De la Edad de la Inocencia a la Edad Media. La primera vez que fui a jugar basquetbol a Los Viveros, apenas si me fijé en una larga franja de lo que me pareció zona de juegos infantiles. Las canchas de basquet estaban desiertas, y mientras hacía tiros a la canasta y afinaba ciertos movimientos, me pareció que del otro lado de la malla, tras el seto reseco que dividía las canchas de los juegos infantiles, se encontraban dos o tres hombres sin camiseta y exhibiendo ostentosamente sus músculos. Pensé en un desconocido síntoma pedófilo, que llevaba a estos hombres, seguramente gays, a realizar ejercicios en y con aparatos infantiles de juego.
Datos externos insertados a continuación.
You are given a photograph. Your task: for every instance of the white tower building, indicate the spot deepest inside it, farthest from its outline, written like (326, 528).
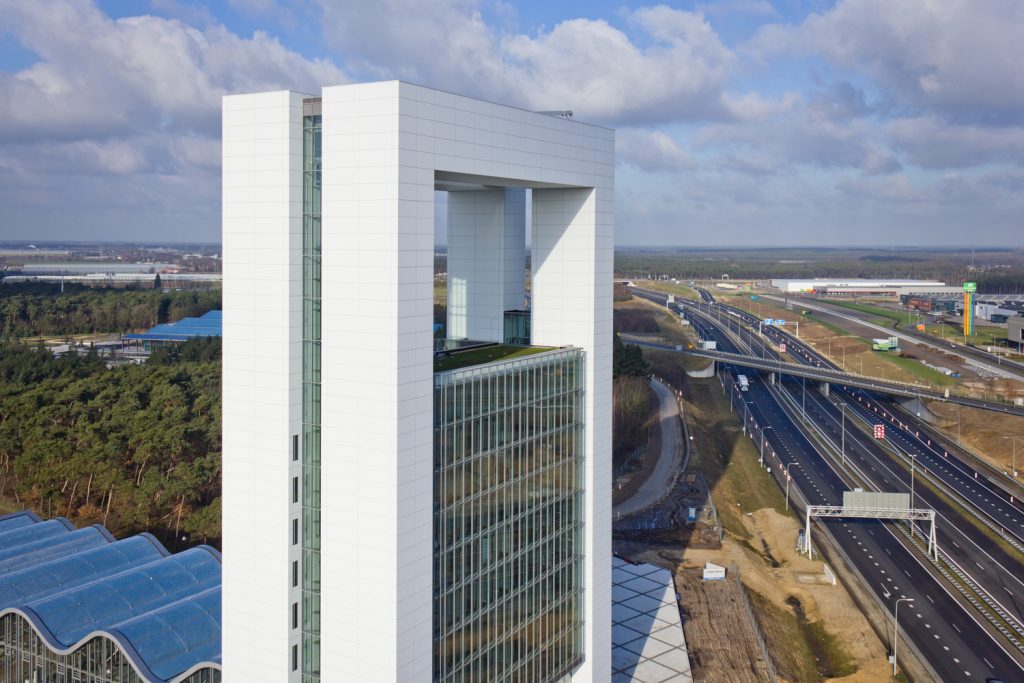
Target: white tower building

Como estaba un poco nervioso por ser la primera vez que asistía a un territorio desconocido, al grito basurtiano de cada quien su vida me alejé sin ver fijamente a los degenerados tras media hora de practicar en la canasta más alejada de todas y de todos. Debo decir que cuando uno se dirige a las canchas, cruza la primera parte de la zona de juegos, donde efectivamente están los clásicos aparatos que suele haber: los columpios en color rosita, esa especie de paralelas rojas con barrotes de donde se cuelgan los mayorcitos como si fueran simios, el juego de cuatro subibajas en verde, blanco, azul y rosa, una resbaladilla pintada de azul cielo... Hasta allí todo va bien, pero la segunda vez que fui, descubrí un artefacto extraño: una barril de fierro anaranjado, descascarado y brilloso en la zona central, soldado en ambos extremos a una especie de muletas sin protector. De pronto me di cuenta que era la versión primigenia de las ahora computarizadas (y con televisor integrado) caminadoras donde las señoras ricas hacen sus ejercicios mientras ven su programa de cocina y hablan por teléfono con la comadre. Entonces seguí viendo los otros aparatos, los cuales estaban pintados también con los mismos colores que los primeros; era fascinante: había una resbaladilla que tenía cuatro veces el ancho de una normal, estaba lisa y brillante como si fuera de plata, y no había escalones para subir, sino cuadros desparejos que dificultaban a propósito la ascensión...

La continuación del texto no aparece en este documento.